Ma tutto ciò, pone a tutti, una questione di fondo : come mai gli Stati Uniti, superpotenza Guida delle democrazie occidentali, leader della NATO, hanno potuto sbagliare così macroscopicamente nel valutare una situazione venezuelana, la cui realtà era, ed è , così evidente sotto gli occhi di tutti ?
Quale logica politica sta perseguendo l’Amministrazione Trump quando sugli scenari geopolitici internazionali, accende o sfriculia “oltremodo” scenari di crisi pericolosi ? Come è già successo in Siria, in Libia, in IRAN. O quando Bolton o Trump hanno maltrattato pubblicamente, anche a colpi di twitter, storici alleati come l’Italia, la Germania, e persino l’eterno amico inglese (sul tema del G5 Huwai).

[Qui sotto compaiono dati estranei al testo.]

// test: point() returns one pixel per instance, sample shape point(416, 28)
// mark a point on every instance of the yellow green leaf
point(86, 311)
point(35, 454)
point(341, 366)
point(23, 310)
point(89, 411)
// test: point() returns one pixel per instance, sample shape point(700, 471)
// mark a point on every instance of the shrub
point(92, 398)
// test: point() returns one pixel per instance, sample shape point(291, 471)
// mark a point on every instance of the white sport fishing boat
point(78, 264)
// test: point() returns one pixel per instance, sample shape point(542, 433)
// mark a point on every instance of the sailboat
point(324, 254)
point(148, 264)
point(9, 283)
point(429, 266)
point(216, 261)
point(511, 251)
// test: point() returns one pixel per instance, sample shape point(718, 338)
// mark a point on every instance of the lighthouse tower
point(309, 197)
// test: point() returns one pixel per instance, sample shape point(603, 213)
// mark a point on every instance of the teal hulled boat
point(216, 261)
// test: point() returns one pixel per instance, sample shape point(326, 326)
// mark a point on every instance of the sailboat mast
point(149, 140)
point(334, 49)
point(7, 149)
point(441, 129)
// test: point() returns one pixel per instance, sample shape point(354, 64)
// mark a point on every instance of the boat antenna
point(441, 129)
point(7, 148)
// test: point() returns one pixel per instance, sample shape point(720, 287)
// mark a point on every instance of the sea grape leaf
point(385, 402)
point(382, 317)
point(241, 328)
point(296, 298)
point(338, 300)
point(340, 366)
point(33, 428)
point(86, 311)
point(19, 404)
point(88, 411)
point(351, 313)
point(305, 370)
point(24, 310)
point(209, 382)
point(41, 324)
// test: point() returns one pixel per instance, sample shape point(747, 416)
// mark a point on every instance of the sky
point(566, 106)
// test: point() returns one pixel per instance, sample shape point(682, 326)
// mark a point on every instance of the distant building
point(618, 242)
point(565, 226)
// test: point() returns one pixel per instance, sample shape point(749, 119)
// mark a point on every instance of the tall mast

Come è possibile che gli USA fingano di ignorare l’esistenza del trattato di cooperazione militare tra Venezuela e la Russia ? E la presenza ufficiale dei militari russi a Caracas ? La telefonata di ieri del Ministro degli esteri russo Lavrov a Pompeo non ha lasciato alcun dubbio sul fatto che una qualche ingerenza USA in Venezuela, sarebbe giudicata da Putin un atto apertamente ostile contro la Russia.
Come il Dipartimento di Stato può ignorare l’altra notizia (altrettanto) di pubblico dominio che nella Sanità venezuelana , al posto dei tanti medici europei o latino-americani che si sono licenziati dall’inizio della crisi di gennaio, ci sono medici e farmacisti cinesi (dipendenti pubblici del loro paese) ?
Insomma, sorge spontanea la domanda esiste ancora un “Dipartimento di Stato” , una diplomazia americana che decide autonomamente e responsabilmente la politica estera USA ? O per la Casa Bianca risulta, oggi, prioritaria soprattutto la tutela degli interessi dell’Arabia Saudita e dei suoi sodali dell’OPEC ?
Che senso ha che lo Stato Maggiore americano faccia filtrare il boatos che in Colombia la CIA stia allestendo una base dove allocare un mini esercito di 3/5mila mercenari della nota Agenzia privata “black-water” (ora si chiama Academi), per dare continuità e corposità militare operativa alla causa politica di Guaidò ? La notizia è una ultima ora della Reuters , che riferisce che da ben 4 fonti autorevoli ha trovato conferma che solo nelle ultime 24 ore un gruppo di milionari trumpiani della destra americana hanno già raccolto 40 milioni di dollari in donazioni per finanziare la discesa in campo in Venezuela dei mercenari americani, che sempre più spesso ( (Afganistan, Iraq, Siria, Libia) negli ultimi anni hanno fatto le veci informali dei militari USA.
Ma come è possibile che gli americani – culturalmente – non si possano rendere conto della differenza che passa tra organizzare e poi fare un blitz militare estemporaneo, e invece pensare di fare una guerra di lunga durata per rendere sottomesso un popolo straniero a casa sua ? Possibile che ragionino come se fossero sempre, a prescindere, ingabbiati in una logica da film western alla “ombre Rosse” con le modalità irreali di un videogioco ?
Le domande che ci poniamo, e vi poniamo, non sono oziose – tantomeno per noi italiani visto il caso Libia in corso – e dovranno pretendere al più presto risposte chiarificatrici, per evitare che tutto l’Occidente (con purtroppo la povera Europa in prima fila ) vada a sbattere, rovinosamente, con la faccia al muro.